Personal information
- Full name: Nicholas Skinner
- Born: 6 May 1988 (age 36) Wagga Wagga, New South Wales, Australia

Playing information
- Height: 191 cm (6 ft 3 in)
- Weight: 103 kg (16 st 3 lb)
- Position: Prop, Second-row
Club
| Years | Team | Pld | T | G | FG | P |
| 2012–13 | Manly Sea Eagles | 6 | 1 | 0 | 0 | 4 |
- Source:

= Nick Skinner =

Australian rugby league footballer

Nick Skinner (born 6 May 1988) is a former professional rugby league footballer who last played for the Manly-Warringah Sea Eagles in the NRL. His choice of position was either Prop or Second-Row.

==Playing career==
Skinner was signed by the Canberra Raiders for the 2008 season.
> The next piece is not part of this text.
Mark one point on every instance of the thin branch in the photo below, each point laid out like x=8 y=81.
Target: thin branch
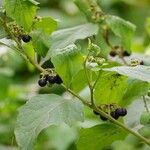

He spent four years playing for Canberra's affiliate team in South Logan but could not make his way into Canberra's first-grade team.

At the end of the 2011 season, Skinner signed a two-year contract with Manly and made his NRL debut in Round 4 of 2012 against the St. George Illawarra Dragons.
At the end of the 2013 season, after playing 6 first-grade games for Manly, Skinner announced his intention to return to the South City Bulls of the Group 9 Rugby League based in Wagga Wagga, citing his inability to play in the first-grade team on a consistent basis as the reason for returning to his junior club. Skinner captain-coached South City to back-to-back premierships in 2016 and 2017.